In this very moment, a question could be raised: did Liverpool do everything in their power to maintain Luis Suarez at the club? The Uruguayan was getting increasingly unpopular person in England - and, very often, he could have blamed himself for that discomfort - but was he that unpopular to sell him to Barcelona? We could remind of the stories about his potential transfer through the last season - as it could be heard, he conditioned his staying at the club by getting into the ECL. And they did so, they have even fought for the title in the end. Whether the club, including Rodgers, haven’t stood in defense of their, by far, best player, or thought they could replace him quite easily with money they get for him - it was a wrong or pretty bad decision. And Brendan Rodgers definitely bears the blame.
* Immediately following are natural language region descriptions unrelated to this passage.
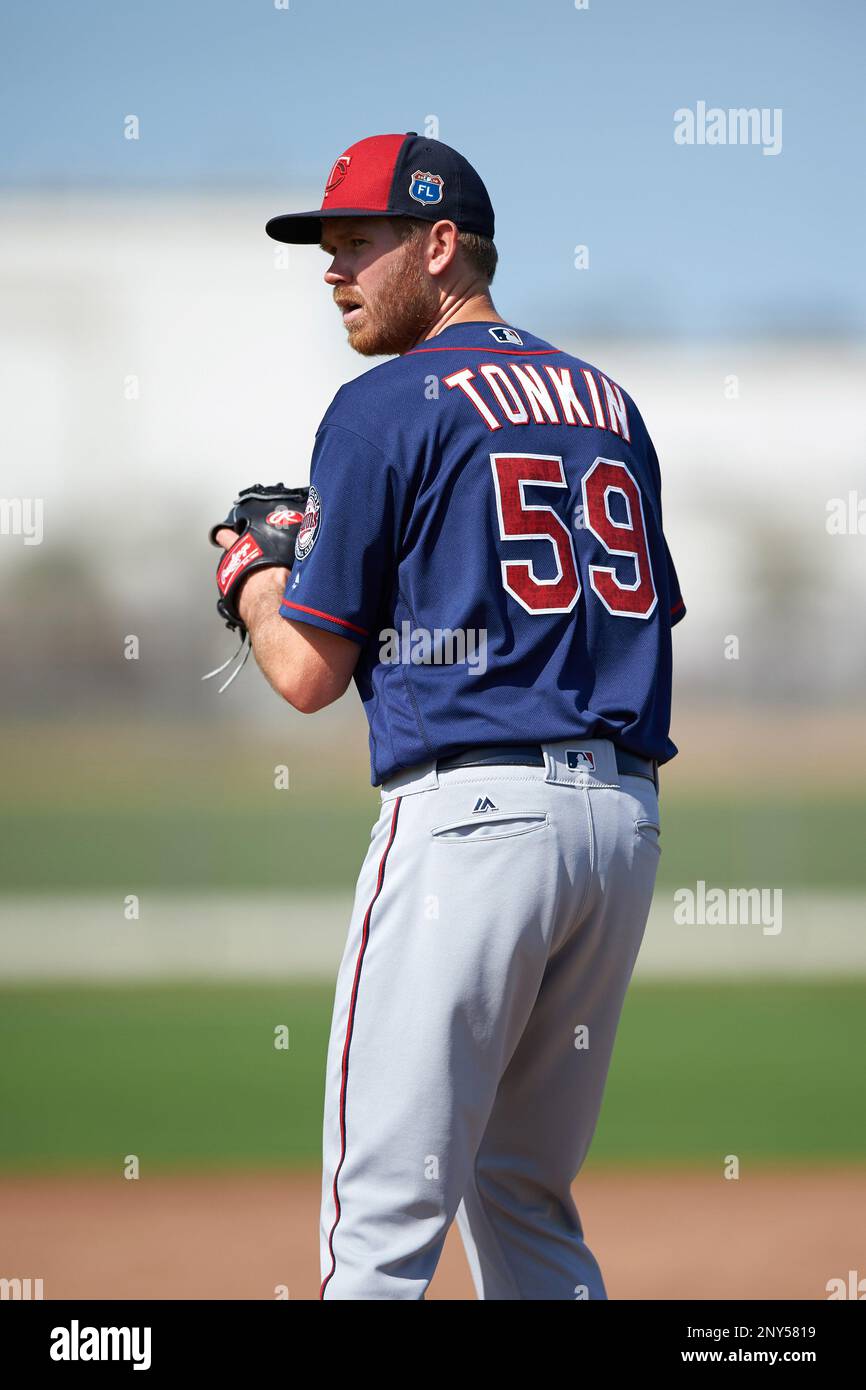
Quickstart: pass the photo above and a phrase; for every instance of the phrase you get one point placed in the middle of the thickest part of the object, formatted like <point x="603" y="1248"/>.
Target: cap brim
<point x="305" y="228"/>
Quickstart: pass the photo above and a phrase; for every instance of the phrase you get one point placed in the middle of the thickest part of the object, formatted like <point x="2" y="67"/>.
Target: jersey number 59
<point x="627" y="590"/>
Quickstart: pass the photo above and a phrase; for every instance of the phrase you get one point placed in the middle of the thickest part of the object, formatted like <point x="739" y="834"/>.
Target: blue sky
<point x="566" y="113"/>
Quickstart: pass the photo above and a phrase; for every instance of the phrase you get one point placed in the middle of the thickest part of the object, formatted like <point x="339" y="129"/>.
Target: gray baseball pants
<point x="496" y="922"/>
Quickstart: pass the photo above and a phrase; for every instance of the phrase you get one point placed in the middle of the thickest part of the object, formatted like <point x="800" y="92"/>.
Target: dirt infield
<point x="774" y="1235"/>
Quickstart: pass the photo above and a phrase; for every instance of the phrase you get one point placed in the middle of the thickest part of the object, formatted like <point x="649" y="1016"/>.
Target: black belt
<point x="531" y="755"/>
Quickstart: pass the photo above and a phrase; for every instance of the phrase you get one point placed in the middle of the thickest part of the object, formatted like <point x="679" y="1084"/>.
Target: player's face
<point x="380" y="285"/>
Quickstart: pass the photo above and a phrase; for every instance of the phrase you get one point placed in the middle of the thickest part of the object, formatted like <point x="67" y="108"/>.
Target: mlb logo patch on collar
<point x="426" y="186"/>
<point x="505" y="335"/>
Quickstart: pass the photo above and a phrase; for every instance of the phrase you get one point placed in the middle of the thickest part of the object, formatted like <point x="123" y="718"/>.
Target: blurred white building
<point x="157" y="350"/>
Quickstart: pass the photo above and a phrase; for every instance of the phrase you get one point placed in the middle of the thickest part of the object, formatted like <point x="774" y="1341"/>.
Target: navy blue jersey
<point x="485" y="523"/>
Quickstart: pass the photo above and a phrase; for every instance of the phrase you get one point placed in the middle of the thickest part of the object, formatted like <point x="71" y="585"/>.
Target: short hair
<point x="478" y="250"/>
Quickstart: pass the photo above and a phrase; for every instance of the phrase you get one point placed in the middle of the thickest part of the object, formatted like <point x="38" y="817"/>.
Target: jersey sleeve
<point x="677" y="603"/>
<point x="348" y="544"/>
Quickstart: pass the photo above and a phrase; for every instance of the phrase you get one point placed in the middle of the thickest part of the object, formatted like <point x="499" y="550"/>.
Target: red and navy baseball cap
<point x="395" y="175"/>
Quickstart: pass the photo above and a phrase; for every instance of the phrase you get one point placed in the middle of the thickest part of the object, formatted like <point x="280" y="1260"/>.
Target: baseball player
<point x="481" y="551"/>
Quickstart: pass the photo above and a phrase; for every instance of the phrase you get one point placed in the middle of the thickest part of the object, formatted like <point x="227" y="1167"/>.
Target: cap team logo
<point x="338" y="173"/>
<point x="309" y="527"/>
<point x="282" y="516"/>
<point x="426" y="186"/>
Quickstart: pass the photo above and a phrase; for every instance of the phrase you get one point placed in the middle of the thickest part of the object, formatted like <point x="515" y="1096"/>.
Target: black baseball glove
<point x="267" y="521"/>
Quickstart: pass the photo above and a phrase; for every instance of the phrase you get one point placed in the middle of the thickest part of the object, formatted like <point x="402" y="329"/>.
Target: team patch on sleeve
<point x="309" y="527"/>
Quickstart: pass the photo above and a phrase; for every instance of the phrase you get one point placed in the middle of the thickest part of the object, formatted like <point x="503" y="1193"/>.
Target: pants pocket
<point x="649" y="831"/>
<point x="503" y="826"/>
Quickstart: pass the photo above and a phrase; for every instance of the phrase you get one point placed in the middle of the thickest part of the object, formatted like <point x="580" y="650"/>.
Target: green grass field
<point x="309" y="843"/>
<point x="188" y="1076"/>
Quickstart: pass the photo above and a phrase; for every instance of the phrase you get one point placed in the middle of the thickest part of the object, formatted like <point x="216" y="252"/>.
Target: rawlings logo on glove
<point x="267" y="521"/>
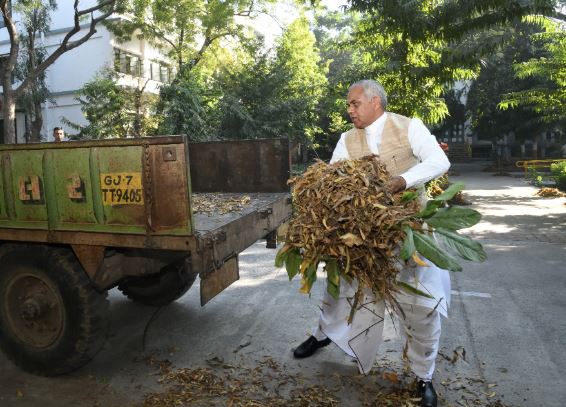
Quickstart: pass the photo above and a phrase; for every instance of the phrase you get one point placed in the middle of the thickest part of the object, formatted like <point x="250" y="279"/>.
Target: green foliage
<point x="426" y="246"/>
<point x="408" y="248"/>
<point x="35" y="19"/>
<point x="460" y="245"/>
<point x="185" y="109"/>
<point x="454" y="218"/>
<point x="489" y="115"/>
<point x="548" y="98"/>
<point x="558" y="171"/>
<point x="185" y="30"/>
<point x="114" y="111"/>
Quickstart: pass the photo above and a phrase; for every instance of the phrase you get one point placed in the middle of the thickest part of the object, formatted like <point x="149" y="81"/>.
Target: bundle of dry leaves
<point x="344" y="211"/>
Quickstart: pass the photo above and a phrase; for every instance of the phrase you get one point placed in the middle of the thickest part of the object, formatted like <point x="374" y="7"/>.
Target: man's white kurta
<point x="361" y="338"/>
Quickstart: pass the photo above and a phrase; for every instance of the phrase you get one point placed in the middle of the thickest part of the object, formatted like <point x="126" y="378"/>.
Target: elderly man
<point x="413" y="157"/>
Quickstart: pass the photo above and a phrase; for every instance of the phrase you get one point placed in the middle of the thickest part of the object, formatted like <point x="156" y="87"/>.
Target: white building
<point x="137" y="61"/>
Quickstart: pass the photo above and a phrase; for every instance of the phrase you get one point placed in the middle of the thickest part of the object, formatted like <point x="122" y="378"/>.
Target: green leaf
<point x="293" y="263"/>
<point x="282" y="255"/>
<point x="430" y="208"/>
<point x="427" y="247"/>
<point x="450" y="191"/>
<point x="454" y="218"/>
<point x="413" y="290"/>
<point x="408" y="245"/>
<point x="333" y="290"/>
<point x="462" y="245"/>
<point x="409" y="196"/>
<point x="332" y="271"/>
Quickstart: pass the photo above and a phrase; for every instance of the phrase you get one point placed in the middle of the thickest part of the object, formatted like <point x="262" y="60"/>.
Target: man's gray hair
<point x="371" y="89"/>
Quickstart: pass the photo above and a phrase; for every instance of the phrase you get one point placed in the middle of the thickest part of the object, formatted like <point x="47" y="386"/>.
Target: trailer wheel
<point x="162" y="288"/>
<point x="52" y="320"/>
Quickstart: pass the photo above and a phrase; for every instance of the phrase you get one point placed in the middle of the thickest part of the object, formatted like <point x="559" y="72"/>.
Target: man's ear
<point x="376" y="100"/>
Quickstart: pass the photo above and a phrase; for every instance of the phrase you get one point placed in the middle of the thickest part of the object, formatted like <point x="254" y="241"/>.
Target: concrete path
<point x="503" y="344"/>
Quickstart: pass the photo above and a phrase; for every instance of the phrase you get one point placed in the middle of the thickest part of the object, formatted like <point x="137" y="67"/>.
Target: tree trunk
<point x="36" y="124"/>
<point x="9" y="112"/>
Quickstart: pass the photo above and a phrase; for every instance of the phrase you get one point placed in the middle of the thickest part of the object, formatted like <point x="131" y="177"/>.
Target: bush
<point x="558" y="170"/>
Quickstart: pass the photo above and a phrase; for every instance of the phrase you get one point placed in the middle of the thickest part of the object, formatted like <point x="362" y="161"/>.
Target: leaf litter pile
<point x="345" y="217"/>
<point x="550" y="193"/>
<point x="211" y="203"/>
<point x="268" y="384"/>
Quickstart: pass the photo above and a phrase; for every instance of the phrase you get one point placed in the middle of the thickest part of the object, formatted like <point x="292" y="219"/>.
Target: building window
<point x="159" y="71"/>
<point x="125" y="62"/>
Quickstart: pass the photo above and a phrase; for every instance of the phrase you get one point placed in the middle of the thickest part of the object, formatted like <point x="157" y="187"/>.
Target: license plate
<point x="121" y="188"/>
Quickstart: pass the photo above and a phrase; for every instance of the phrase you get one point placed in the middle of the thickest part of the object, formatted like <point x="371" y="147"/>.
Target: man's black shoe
<point x="426" y="392"/>
<point x="310" y="346"/>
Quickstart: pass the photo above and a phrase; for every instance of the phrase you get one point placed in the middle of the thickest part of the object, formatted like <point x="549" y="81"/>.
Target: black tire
<point x="52" y="320"/>
<point x="162" y="288"/>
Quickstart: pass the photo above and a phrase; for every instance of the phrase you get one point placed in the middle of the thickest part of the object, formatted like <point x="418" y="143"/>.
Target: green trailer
<point x="79" y="218"/>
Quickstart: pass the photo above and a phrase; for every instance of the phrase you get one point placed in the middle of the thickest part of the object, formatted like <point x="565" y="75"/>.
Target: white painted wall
<point x="78" y="66"/>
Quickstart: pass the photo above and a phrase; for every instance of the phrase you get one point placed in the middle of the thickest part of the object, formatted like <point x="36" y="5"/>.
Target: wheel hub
<point x="34" y="309"/>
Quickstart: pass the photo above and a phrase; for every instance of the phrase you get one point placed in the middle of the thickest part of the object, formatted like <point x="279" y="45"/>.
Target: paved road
<point x="502" y="344"/>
And that leads us to second factor. What’s done is done - Suarez is out and he needs a proper replacement. Or two. Or three… Well, Brendan Rodgers gone for all of that. He chose quantity over quality, at least it’s better for him to say that in his defense, because bringing Mario Balotelli as a replacement for Luis Suarez is a decision of not a clear-minded person. The Italian was ineffective, lazy, unreliable and simply destructive for the team at such a degree that it gets obvious for just five minutes of watching some Liverpool game. He can’t, as well, play as a wing-forward neither is capable of creating chances for his teammates. Suarez may have been biting, but Balotelli is toothless. Rodgers thought he could get the talent out of the eccentric Italian. He was wrong.


Liverpool spent more than 100 million pounds in the summer, bringing eight players. It looked like a plus that they haven’t signed a world-class player, but a group of an acknowledged Premier League or European players. The idea was probably that a compact team would annul an exit of one of the five best players in the world, so the team wouldn’t be dependent of one player, as they did in the last season. Oh, they were so wrong. And, actually, the guilt for that is on Brendan Rodgers’ back - he was choosing the players and whether he misjudged their quality or their ability to adapt to his ideas, it was his fault. Neither of signed player yet confirmed CL-quality and it was pretty obvious in a game against Basel, not Real Madrid, but Swiss opponent. Irony is that Rodgers left out a kind of a player he now needs the most - prolific striker. Devon Origi was bought from Lille but stayed in the same club on a year-long spell. It seems like one of the most important things to do in winter is to bring the Belgian to Anfield six months earlier than defined.


Suarez was not just scoring goals in the last season, he was creating chances. He could assist, dribble and make space - or all of that in the same attack - for the rest of the team, including two or three central midfielders. Henderson revived his seemingly gone career, Gerrard oriented to a role of deep-lying midfielder and even Lucas Leiva seemed useful from to time. However, their positive displays were deeply influenced by Suarez’s power to do their job as well. Since Luis is gone, midfield looks like as it should look by performances of the players - slow and immobile. It is uncertain why Rodgers is not going for the one player who has some offensive potential and who was, actually, brought in the summer for almost ten million pounds, Emre Can. Rodgers made a mistake by not signing a proper central-midfielder and Liverpool is paying the price.


Looking from this point, Southampton board could feel they’ve made a job of the century by selling three of their best players to Liverpool. One of them, Dejan Lovren, was rated for a round price of twenty millions. In a confirmation of a deal, Rodgers spoke highly of Lovren and suggested he may bring leadership to the team, since that quality was lacking after the retiring of long-term captain Jamie Carragher. And Lovren made himself believing in that misapprehension. On the field, however, Liverpool’s back line was shaky, unstable and error-prone. Kolo Toure and Martin Skrtel are able to make a lot of damage in just a few seconds, Lovren is not covering them up neither is playing on a level from last season and Rodgers didn’t get the commander of defense he was looking for.